There is a Method for that#
Of course in Ruby there is many ways to do the functionality. Before writing the code like find_files
above it is good to search the web to find out if there is a easier way to do the same (some build-in object or gem). And in this case, it is: the method Dir.glob(pattern)

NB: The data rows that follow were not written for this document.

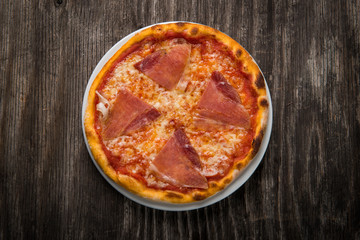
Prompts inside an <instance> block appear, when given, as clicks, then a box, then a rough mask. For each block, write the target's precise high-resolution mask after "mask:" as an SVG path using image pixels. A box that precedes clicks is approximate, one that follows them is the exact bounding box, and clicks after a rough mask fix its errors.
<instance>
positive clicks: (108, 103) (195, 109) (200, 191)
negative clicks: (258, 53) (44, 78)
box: [84, 22, 269, 203]
mask: <svg viewBox="0 0 360 240" xmlns="http://www.w3.org/2000/svg"><path fill="white" fill-rule="evenodd" d="M268 108H269V100H268V97H267V90H266V87H265V81H264V78H263V75H262V73H261V72H260V70H259V68H258V66H257V65H256V63H255V62H254V61H253V59H252V57H251V56H250V55H249V54H248V53H247V52H246V50H245V49H244V48H243V47H241V46H240V44H238V43H237V42H236V41H235V40H233V39H232V38H230V37H229V36H227V35H225V34H224V33H221V32H220V31H218V30H215V29H213V28H211V27H208V26H204V25H200V24H194V23H187V22H177V23H168V24H159V25H154V26H152V27H149V28H146V29H145V30H142V31H140V32H138V33H137V34H135V36H133V37H132V38H131V39H130V40H129V41H128V42H126V43H125V44H124V45H123V46H122V47H121V48H120V49H119V50H118V51H117V52H116V53H115V54H114V55H113V56H112V57H111V59H110V60H109V61H108V62H107V63H106V64H105V65H104V66H103V68H102V70H101V71H100V72H99V74H98V75H97V76H96V78H95V79H94V81H93V83H92V85H91V87H90V91H89V95H88V98H87V105H86V110H85V117H84V129H85V133H86V138H87V141H88V144H89V147H90V149H91V153H92V155H93V157H94V159H95V160H96V162H97V163H98V165H99V166H100V167H101V169H102V170H103V171H104V173H105V174H106V175H107V176H109V177H110V178H111V179H112V180H113V181H114V182H116V183H117V184H119V185H120V186H122V187H124V188H126V189H127V190H129V191H130V192H133V193H135V194H137V195H139V196H141V197H144V198H148V199H152V200H156V201H164V202H170V203H189V202H195V201H200V200H204V199H206V198H208V197H209V196H212V195H214V194H215V193H217V192H219V191H221V190H222V189H224V188H225V187H226V186H227V185H228V184H230V183H231V182H232V181H234V180H235V179H236V177H237V176H238V175H239V173H240V171H241V170H242V169H243V168H244V167H245V166H246V165H247V164H248V163H249V162H250V161H251V160H252V159H253V158H254V156H255V155H256V153H257V152H258V150H259V147H260V144H261V142H262V139H263V135H264V131H265V128H266V126H267V118H268Z"/></svg>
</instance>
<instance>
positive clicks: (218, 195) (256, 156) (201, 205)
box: [82, 22, 273, 211]
mask: <svg viewBox="0 0 360 240" xmlns="http://www.w3.org/2000/svg"><path fill="white" fill-rule="evenodd" d="M167 23H173V22H164V23H158V24H167ZM156 25H157V24H156ZM151 26H153V25H151ZM151 26H147V27H145V28H142V29H139V30H137V31H135V32H133V33H130V34H129V35H127V36H126V37H124V38H123V39H121V40H120V41H119V42H117V43H116V44H115V45H114V46H113V47H112V48H111V49H110V50H109V51H108V52H107V53H106V54H105V55H104V56H103V58H102V59H101V60H100V62H99V63H98V64H97V66H96V67H95V70H94V71H93V73H92V74H91V77H90V79H89V82H88V84H87V86H86V90H85V94H84V99H83V105H82V128H83V134H84V139H85V143H86V147H87V149H88V151H89V154H90V156H91V159H92V161H93V163H94V164H95V166H96V168H97V169H98V170H99V172H100V173H101V175H102V176H103V177H104V178H105V179H106V180H107V181H108V182H109V183H110V185H111V186H113V187H114V188H115V189H116V190H117V191H119V192H120V193H121V194H123V195H124V196H126V197H127V198H130V199H131V200H133V201H135V202H137V203H139V204H142V205H145V206H147V207H151V208H155V209H160V210H167V211H186V210H193V209H198V208H202V207H206V206H209V205H211V204H213V203H216V202H218V201H220V200H222V199H224V198H226V197H228V196H229V195H230V194H232V193H233V192H235V191H236V190H237V189H238V188H239V187H241V186H242V185H243V184H244V183H245V182H246V181H247V180H248V179H249V177H250V176H251V175H252V174H253V173H254V171H255V169H256V168H257V167H258V165H259V164H260V162H261V160H262V158H263V156H264V154H265V151H266V148H267V146H268V144H269V140H270V134H271V128H272V122H273V110H272V104H271V97H270V92H269V88H268V86H267V83H266V81H265V85H266V92H267V97H268V99H269V119H268V124H267V127H266V131H265V135H264V138H263V141H262V143H261V146H260V149H259V152H258V153H257V154H256V156H255V158H253V159H252V160H251V161H250V163H249V164H248V165H247V166H246V167H245V168H244V169H242V170H241V172H240V174H239V176H238V178H237V179H235V180H234V181H232V182H231V183H230V184H229V185H228V186H227V187H226V188H225V189H224V190H222V191H220V192H218V193H217V194H215V195H213V196H211V197H209V198H207V199H205V200H202V201H198V202H193V203H185V204H173V203H165V202H159V201H153V200H150V199H146V198H142V197H140V196H138V195H135V194H133V193H131V192H129V191H127V190H126V189H125V188H123V187H121V186H119V185H118V184H116V183H115V182H114V181H113V180H111V179H110V178H109V177H108V176H107V175H106V174H105V173H104V172H103V170H102V169H101V168H100V167H99V165H98V164H97V162H96V161H95V159H94V157H93V155H92V153H91V151H90V147H89V143H88V141H87V138H86V135H85V128H84V115H85V110H86V106H87V98H88V95H89V90H90V87H91V85H92V83H93V81H94V79H95V77H96V76H97V75H98V73H99V72H100V71H101V69H102V68H103V66H104V65H105V64H106V63H107V61H108V60H109V59H110V58H111V57H112V56H113V55H114V54H115V53H116V52H117V51H118V50H119V49H120V48H121V47H122V46H123V45H124V44H125V43H126V42H127V41H128V40H129V39H130V38H131V37H133V36H134V35H135V34H136V33H137V32H140V31H142V30H144V29H146V28H149V27H151ZM260 71H261V70H260ZM261 74H262V73H261ZM264 80H265V78H264Z"/></svg>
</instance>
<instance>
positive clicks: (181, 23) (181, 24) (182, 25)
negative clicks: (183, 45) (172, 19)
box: [176, 22, 185, 27]
mask: <svg viewBox="0 0 360 240" xmlns="http://www.w3.org/2000/svg"><path fill="white" fill-rule="evenodd" d="M176 25H178V26H179V27H183V26H184V25H185V23H183V22H178V23H176Z"/></svg>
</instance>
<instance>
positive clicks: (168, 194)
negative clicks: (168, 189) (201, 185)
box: [166, 192, 182, 199]
mask: <svg viewBox="0 0 360 240" xmlns="http://www.w3.org/2000/svg"><path fill="white" fill-rule="evenodd" d="M166 196H167V197H169V198H178V199H181V198H182V195H180V194H177V193H174V192H168V193H166Z"/></svg>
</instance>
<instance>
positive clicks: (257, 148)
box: [252, 130, 264, 156]
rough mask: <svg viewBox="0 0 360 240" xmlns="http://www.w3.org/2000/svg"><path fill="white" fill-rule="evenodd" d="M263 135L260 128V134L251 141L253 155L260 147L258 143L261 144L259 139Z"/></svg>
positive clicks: (260, 140) (258, 150) (255, 154)
mask: <svg viewBox="0 0 360 240" xmlns="http://www.w3.org/2000/svg"><path fill="white" fill-rule="evenodd" d="M263 135H264V131H263V130H261V131H260V134H259V135H258V136H257V137H256V138H255V139H254V140H253V142H252V146H253V148H254V150H253V155H254V156H255V155H256V153H257V152H258V151H259V149H260V145H261V141H262V138H263Z"/></svg>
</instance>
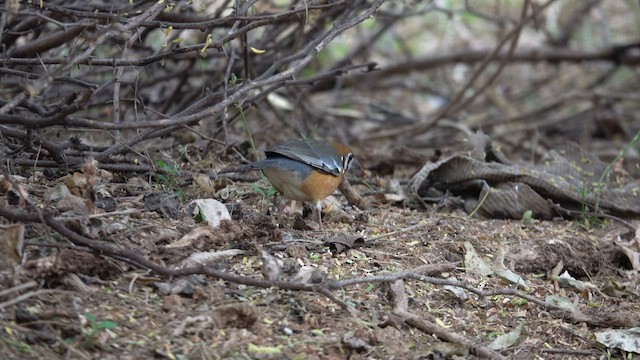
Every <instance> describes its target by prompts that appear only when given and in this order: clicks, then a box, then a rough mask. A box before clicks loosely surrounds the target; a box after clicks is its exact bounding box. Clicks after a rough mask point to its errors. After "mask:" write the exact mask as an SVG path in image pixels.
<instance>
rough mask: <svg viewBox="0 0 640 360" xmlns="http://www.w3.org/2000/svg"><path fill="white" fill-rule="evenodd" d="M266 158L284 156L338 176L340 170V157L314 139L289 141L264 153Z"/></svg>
mask: <svg viewBox="0 0 640 360" xmlns="http://www.w3.org/2000/svg"><path fill="white" fill-rule="evenodd" d="M265 153H266V154H267V158H269V157H273V156H274V155H275V156H277V155H280V156H285V157H287V158H290V159H294V160H299V161H302V162H304V163H306V164H309V165H311V166H313V167H315V168H316V169H319V170H322V171H324V172H327V173H330V174H333V175H336V176H339V175H340V172H341V170H342V168H341V167H342V161H341V160H340V155H338V153H337V152H336V151H335V149H333V147H332V146H331V145H329V144H327V143H324V142H322V141H319V140H315V139H305V140H291V141H288V142H286V143H283V144H280V145H277V146H274V147H273V148H271V149H269V150H267V151H265Z"/></svg>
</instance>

- the Ruby way to emulate find
command. If block is given, it iterates on found files, else it returns the array filled with file names. The pattern
is not a regular expression - it is more similar to shell way of matching. For full documentation see ri Dir.glob
, here are most common patterns:
*
- matches any file or a part of the file, exactly like in shell, but does not include hidden files
**
- matches directories recurively
{a,b}
- matches either “a” or “b”, so {,.}
matches regular and hidden files
def find_files(search_dir, pattern)
Dir.glob("/etc/**/{*,.*}").each do |found_file|
puts found_file if found_file =~ pattern
end
end
find_files File.realpath(ARGV[0]), Regexp.new(ARGV[1])
The pattern /etc/**/{,.}
matches every file (hidden or not) in every subdirectory of /etc
, recursively. Of course there is no need to use Regexp just to find out all the files ending with conf
- we can do it in just one line:
Dir.glob("/etc/**/{*,.*}conf")
#=> ["/etc/apache2/extra/httpd-autoindex.conf", "/etc/apache2/extra/httpd-dav.conf", ...